Le tribunal correctionnel d’Épinal examine ce jeudi 3 septembre une affaire de trafic de migrants présumé aux ramifications internationales. Au cœur du dossier, un homme de 36 ans, domicilié à Épinal, soupçonné par les enquêteurs d’avoir dirigé une filière permettant à plusieurs centaines de ressortissants syriens de rejoindre la France.

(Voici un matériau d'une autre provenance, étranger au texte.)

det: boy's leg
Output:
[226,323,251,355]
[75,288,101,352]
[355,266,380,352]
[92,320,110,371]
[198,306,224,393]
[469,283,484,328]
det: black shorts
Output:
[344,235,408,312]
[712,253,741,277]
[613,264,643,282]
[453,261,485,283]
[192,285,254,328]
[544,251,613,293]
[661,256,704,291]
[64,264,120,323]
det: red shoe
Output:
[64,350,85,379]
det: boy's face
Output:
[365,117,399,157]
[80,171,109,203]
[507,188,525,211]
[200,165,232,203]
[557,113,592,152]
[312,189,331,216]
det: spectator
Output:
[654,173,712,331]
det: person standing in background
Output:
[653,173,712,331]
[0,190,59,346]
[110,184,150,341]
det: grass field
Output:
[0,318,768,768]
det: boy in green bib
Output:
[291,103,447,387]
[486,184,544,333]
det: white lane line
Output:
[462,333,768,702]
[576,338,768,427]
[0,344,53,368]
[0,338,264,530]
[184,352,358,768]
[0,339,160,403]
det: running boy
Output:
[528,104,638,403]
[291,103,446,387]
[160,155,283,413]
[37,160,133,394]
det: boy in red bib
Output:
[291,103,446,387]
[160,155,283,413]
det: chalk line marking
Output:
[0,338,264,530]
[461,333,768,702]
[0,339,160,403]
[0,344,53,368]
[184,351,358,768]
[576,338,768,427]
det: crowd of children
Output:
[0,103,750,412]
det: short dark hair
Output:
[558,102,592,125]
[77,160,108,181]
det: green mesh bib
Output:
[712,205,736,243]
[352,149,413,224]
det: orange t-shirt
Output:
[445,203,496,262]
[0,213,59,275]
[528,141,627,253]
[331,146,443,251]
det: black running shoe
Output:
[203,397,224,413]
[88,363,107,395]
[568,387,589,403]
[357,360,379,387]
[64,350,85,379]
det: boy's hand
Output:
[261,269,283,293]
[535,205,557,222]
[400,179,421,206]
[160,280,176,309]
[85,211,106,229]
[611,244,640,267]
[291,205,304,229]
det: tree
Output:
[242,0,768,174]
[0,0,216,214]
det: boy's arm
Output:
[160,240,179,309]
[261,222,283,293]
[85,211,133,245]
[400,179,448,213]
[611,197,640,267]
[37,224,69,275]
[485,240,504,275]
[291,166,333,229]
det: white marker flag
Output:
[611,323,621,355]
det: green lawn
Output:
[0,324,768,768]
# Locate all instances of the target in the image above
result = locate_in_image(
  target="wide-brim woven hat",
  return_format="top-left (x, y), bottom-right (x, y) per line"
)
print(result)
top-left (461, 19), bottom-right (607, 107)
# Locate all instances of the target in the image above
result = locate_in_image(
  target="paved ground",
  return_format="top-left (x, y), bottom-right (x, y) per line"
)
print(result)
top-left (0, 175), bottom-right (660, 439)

L’affaire avait été révélée au début de l’été après l’interpellation du suspect, placé depuis en détention provisoire. L’enquête, menée sous l’autorité du parquet d’Épinal avec l’Office de lutte contre le trafic illicite de migrants de Metz, avait débuté à la suite d’un renseignement transmis en octobre 2025.
Un itinéraire passant par l’Amérique du Sud
Selon les investigations, la filière aurait fonctionné entre 2021 et 2025. Les candidats au départ quittaient la Syrie et empruntaient un parcours particulièrement inhabituel : Turquie, Venezuela, Brésil, puis Guyane française.
À leur arrivée à Cayenne, une partie des migrants déposait une demande d’asile avant de gagner la métropole, avec plusieurs installations dans la région Grand Est. Les enquêteurs estiment que 400 à 600 personnes auraient utilisé cette filière sur cette période.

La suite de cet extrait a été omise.